BACKGROUND
Viewing their habitual smoking environments increases smokers’ craving and smoking behaviors in laboratory settings. A deep learning approach can differentiate between habitual smoking versus nonsmoking environments, but its ability to predict smoking risk associated with the broader range of environments smokers encounter in their daily lives is unknown.
OBJECTIVE
To predict environment-associated smoking risk from continuously acquired images of smokers’ daily environments.
METHODS
Smokers from the Durham, NC area completed ecological momentary assessments both immediately smoking and at randomly selected times throughout the day, for two weeks. At each assessment, participants took a picture of their current environment and completed a questionnaire on smoking, craving, and the environmental setting. A convolutional neural network (CNN)-based model was trained to predict smoking, craving, whether smoking was allowed, and whether the participant was outside based on images of participants’ daily environments, the time since their last cigarette, and baseline data on daily smoking habits.

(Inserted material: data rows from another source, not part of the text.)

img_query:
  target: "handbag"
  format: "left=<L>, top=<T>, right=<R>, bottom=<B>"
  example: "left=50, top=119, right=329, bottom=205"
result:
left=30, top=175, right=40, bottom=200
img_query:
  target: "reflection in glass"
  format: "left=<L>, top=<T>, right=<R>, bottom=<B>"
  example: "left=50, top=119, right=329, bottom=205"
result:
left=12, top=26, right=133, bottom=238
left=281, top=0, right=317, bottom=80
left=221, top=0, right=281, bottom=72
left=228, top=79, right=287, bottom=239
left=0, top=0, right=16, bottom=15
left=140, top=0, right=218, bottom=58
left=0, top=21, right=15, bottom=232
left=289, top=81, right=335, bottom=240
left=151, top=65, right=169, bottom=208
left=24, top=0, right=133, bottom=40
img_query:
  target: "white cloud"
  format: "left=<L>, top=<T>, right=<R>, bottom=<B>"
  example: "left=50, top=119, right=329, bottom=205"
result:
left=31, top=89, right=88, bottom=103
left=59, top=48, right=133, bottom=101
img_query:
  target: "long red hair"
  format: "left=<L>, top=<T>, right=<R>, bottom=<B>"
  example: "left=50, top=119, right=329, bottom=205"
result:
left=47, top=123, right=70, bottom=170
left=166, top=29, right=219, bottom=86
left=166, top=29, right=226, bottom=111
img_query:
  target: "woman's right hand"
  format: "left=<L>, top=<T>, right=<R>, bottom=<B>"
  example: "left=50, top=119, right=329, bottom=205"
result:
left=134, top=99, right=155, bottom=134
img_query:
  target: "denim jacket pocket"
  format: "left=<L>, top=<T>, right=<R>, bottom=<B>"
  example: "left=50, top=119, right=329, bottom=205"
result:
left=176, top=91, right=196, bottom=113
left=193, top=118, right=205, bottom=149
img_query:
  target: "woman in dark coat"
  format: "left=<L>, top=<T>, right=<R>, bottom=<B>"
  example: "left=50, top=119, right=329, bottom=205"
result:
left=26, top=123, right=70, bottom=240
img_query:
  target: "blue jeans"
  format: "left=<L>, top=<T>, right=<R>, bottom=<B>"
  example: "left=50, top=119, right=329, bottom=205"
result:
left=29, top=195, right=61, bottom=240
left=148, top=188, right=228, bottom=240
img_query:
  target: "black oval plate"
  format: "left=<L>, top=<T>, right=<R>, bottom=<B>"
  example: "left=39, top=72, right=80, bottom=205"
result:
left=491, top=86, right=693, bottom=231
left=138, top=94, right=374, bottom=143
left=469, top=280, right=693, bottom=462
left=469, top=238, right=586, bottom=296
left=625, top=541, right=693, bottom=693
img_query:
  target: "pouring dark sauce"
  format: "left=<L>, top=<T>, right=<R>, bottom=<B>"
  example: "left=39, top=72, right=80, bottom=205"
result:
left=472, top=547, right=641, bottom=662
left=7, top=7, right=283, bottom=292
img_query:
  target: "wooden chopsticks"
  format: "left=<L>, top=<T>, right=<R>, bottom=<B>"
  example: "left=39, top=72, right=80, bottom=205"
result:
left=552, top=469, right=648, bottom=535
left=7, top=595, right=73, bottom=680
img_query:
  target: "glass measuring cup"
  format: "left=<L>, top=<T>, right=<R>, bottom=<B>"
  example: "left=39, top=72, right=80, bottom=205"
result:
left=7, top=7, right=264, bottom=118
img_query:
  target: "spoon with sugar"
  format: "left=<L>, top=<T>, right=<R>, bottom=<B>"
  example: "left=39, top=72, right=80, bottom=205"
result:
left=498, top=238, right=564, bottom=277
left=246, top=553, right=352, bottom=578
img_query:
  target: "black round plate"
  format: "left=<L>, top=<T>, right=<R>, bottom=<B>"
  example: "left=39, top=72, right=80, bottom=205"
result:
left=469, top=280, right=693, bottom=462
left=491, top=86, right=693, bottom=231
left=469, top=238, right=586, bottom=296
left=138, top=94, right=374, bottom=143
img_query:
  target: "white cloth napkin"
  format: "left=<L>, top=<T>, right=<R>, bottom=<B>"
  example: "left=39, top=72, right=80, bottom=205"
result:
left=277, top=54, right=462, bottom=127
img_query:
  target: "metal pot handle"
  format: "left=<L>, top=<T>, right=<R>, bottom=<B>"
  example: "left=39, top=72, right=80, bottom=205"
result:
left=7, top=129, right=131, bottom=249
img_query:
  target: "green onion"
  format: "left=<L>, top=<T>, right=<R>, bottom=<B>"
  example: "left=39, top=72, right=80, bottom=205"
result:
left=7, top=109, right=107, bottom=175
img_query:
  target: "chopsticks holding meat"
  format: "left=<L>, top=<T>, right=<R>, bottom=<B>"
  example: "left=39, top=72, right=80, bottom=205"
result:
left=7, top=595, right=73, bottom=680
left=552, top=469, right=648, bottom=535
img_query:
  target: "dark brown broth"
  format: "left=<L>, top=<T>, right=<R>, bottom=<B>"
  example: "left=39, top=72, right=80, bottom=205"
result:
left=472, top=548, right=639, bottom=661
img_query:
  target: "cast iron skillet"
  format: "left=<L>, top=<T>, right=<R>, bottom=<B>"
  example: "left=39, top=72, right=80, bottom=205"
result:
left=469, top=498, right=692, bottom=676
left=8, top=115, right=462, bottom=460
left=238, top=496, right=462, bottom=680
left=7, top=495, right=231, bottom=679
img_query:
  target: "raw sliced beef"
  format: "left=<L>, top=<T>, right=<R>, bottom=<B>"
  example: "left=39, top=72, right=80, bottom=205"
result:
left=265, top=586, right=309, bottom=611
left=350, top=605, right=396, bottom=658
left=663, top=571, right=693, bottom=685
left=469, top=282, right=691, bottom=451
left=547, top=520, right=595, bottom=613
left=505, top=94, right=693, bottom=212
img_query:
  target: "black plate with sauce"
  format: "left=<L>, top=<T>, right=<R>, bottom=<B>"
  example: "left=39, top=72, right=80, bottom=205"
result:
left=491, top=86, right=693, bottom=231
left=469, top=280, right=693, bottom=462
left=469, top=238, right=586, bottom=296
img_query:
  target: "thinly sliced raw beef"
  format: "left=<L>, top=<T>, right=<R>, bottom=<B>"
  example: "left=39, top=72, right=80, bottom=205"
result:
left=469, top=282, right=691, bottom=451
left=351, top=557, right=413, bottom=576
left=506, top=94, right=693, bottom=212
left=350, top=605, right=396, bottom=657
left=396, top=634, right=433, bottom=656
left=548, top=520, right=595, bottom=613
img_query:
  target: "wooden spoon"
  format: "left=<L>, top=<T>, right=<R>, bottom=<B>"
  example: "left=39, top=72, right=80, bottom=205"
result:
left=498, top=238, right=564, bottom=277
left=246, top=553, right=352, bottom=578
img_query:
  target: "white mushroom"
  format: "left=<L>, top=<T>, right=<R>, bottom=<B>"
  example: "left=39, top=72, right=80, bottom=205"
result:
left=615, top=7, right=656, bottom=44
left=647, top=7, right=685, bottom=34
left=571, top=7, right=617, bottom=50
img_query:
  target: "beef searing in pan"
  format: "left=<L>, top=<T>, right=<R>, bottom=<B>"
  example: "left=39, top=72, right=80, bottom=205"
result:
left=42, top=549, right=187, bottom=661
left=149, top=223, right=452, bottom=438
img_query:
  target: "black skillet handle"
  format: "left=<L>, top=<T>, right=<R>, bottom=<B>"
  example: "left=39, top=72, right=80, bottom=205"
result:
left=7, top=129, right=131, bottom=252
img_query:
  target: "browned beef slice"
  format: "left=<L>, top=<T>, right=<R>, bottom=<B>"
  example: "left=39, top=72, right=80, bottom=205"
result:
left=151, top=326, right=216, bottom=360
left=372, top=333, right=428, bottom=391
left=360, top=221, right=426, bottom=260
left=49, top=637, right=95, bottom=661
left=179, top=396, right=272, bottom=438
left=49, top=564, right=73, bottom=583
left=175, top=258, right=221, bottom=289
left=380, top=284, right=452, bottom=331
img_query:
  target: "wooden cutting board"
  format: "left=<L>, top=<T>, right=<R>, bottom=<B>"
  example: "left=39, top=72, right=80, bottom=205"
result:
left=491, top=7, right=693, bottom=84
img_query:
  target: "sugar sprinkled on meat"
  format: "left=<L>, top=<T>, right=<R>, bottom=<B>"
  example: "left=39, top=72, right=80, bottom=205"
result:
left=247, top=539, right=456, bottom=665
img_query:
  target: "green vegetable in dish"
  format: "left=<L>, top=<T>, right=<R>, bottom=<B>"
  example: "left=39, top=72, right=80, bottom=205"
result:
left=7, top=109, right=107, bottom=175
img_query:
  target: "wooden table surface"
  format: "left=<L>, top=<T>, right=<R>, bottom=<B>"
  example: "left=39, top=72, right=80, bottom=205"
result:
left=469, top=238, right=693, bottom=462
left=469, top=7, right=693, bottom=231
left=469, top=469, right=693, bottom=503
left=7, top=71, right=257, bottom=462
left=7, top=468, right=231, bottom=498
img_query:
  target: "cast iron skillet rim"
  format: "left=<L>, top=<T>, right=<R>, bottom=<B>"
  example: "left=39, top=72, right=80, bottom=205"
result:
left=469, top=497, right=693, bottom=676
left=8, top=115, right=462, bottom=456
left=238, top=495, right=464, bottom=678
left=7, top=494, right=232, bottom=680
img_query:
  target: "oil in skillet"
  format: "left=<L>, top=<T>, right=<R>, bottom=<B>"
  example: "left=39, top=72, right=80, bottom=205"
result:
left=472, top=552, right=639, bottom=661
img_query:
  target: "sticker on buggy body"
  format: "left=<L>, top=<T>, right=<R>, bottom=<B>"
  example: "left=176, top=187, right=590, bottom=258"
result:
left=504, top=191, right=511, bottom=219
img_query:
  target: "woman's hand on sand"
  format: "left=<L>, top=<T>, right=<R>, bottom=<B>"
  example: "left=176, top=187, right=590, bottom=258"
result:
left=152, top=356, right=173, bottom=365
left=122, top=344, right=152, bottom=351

Prediction performance, quantified using the area under the receiver operating characteristic curve (AUC) and average precision (AP), was assessed for (a) out-of-sample prediction, and (b) personalized models trained on images from days 1-10. Models were optimized for mobile devices and implemented as a smartphone app.
RESULTS
Forty-eight participants completed the study, and 8008 images were acquired. The personalized models were highly effective in predicting smoking risk (AUC=0.827; AP=0.882), craving (AUC=0.837; AP=0.798), whether smoking was allowed in the current environment (AUC=0.932, AP=0.981), and whether the participant was outside (AUC=0.977, AP=0.956). The out-of-sample models were also effective in predicting smoking risk (AUC=0.723, AP=0.785), whether smoking was allowed in the current environment (AUC=0.815, AP=0.937), and whether the participant was outside (AUC=0.949, AP=0.922); but were not effective in predicting craving (AUC=0.522, AP=0.427). Omitting image features reduced performance (p<0.05) when predicting all outcomes except craving (p>0.05). Smoking prediction was more effective in participants whose self-reported location type was more variable (Spearman’s ρ=0.48, p=0.001).
CONCLUSIONS
Images of daily environments can be used to effectively predict smoking risk. Model personalization, achieved by incorporating information about daily smoking habits and training on participant-specific images, further improves prediction performance. Environment-associated smoking risk can be assessed in real time on a mobile device, and could be incorporated in device-based smoking cessation interventions.